3. Spot and Stop the People-Pleasing Cycle
The line between being a kind, accommodating partner and being a people-pleaser is thin, and those with anxious attachment cross it all the time. We abandon our own needs to make sure the other person is happy, hoping it will make them stay.
How do you know if you're people-pleasing? Emma's advice was sharp and clear: Look for resentment.
If you are carrying around a lot of resentment toward your partner, your friends, or your family and you're not speaking up about it, that's a clear sign you are people-pleasing. You are abandoning yourself, and it's "going to eat you alive if you don't do something about it."
4. Learn to Communicate Your Needs (Without Fear)
This is often the hardest step. We're afraid that expressing our needs will make us look "weak," "needy," or "too much."
But in a secure relationship, your needs are valid. Period.
A big part of healing is learning to state your needs simply and confidently, from a regulated place (not from a place of urgent anxiety).
It can sound like:
"I value clear communication, and it helps me feel connected."
"I'm looking for a partner who is consistent. That's important to me."
"I need [X] to feel secure in a relationship."
The right person will want to meet your needs. If someone makes you feel "crazy" for having them, that is not your anxiety, that is your intuition telling you this person is not for you.
5. Be Willing to Walk Away
This is the ultimate sign of a secure, self-trusting person. It's the ability to say, "I love you, but I love me more. And I am abandoning myself to stay in this relationship."
Knowing that you have the strength to walk away from something that isn't meeting your needs is the most powerful shift you can make. It means you are no longer dating from a place of scarcity and fear, but from a place of wholeness and self-worth.
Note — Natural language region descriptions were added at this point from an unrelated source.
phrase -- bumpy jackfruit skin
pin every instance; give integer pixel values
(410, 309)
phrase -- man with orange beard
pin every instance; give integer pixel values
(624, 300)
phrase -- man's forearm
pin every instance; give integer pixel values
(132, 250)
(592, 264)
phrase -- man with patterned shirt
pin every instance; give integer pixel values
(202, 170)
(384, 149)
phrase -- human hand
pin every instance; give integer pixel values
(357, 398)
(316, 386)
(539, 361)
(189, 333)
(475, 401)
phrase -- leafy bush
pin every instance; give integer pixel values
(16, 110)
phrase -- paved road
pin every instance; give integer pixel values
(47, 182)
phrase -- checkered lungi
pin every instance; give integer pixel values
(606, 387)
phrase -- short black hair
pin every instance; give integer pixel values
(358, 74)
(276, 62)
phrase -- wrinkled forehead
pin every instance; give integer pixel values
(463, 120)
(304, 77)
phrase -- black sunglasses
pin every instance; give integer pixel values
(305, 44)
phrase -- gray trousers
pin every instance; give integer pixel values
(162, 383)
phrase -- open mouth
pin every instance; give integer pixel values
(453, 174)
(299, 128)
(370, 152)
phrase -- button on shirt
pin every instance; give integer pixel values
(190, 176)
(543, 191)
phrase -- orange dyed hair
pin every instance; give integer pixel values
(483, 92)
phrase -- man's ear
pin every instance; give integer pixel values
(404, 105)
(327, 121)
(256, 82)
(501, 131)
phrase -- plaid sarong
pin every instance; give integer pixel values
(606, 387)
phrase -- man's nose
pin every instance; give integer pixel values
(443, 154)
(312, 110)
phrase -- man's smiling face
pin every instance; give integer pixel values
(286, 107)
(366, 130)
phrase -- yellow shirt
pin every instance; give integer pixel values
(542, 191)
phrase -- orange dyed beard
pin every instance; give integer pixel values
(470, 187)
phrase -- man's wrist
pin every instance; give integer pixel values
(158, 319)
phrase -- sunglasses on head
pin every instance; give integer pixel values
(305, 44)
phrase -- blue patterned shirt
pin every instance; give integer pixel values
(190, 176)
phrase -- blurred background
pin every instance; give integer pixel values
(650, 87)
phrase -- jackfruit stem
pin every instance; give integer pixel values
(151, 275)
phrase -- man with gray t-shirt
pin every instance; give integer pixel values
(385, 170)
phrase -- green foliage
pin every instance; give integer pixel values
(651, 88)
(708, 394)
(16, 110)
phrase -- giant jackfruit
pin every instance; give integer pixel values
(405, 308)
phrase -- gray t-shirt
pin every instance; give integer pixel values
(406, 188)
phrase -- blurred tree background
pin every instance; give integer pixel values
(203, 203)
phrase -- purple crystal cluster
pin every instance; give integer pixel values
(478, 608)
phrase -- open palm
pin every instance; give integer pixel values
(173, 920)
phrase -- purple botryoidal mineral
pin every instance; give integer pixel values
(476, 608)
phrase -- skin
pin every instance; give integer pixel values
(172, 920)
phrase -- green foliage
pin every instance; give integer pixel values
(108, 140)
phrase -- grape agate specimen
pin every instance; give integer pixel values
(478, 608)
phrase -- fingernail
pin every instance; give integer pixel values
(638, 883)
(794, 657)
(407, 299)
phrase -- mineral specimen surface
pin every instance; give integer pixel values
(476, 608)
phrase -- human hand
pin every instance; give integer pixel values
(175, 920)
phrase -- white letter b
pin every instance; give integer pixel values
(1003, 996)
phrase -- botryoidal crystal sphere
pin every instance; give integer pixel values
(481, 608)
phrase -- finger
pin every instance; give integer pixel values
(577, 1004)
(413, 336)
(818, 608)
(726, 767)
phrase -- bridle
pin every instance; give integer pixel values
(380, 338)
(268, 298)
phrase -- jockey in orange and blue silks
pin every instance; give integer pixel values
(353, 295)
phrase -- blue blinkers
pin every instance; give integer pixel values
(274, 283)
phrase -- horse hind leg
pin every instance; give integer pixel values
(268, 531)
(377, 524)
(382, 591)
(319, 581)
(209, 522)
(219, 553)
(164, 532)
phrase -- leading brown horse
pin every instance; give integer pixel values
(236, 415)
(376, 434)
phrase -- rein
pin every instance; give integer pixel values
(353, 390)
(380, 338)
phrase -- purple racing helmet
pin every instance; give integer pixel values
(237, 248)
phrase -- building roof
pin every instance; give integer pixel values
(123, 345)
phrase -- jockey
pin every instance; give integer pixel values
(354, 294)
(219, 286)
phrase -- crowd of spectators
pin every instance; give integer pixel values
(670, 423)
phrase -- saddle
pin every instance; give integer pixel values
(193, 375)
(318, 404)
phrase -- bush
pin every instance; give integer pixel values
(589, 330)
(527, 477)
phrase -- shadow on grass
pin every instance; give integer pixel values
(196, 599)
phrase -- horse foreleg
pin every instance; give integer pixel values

A New Way to Date: From Outcome to Self-Discovery
So much of our dating anxiety comes from being attached to an outcome like finding "the one," getting married, having kids. We treat every date like a pass/fail test.
What if we reframed it?
As Emma so powerfully put it, dating is an opportunity to learn. Every "failed" relationship, every bad date, every conversation teaches you something new about what you want, what you don't want, and who you are.
When you let go of the outcome, you can focus on the most important relationship of all: the one you have with yourself. When you build that connection and self-trust, you'll find that the dating world looks a whole lot less scary.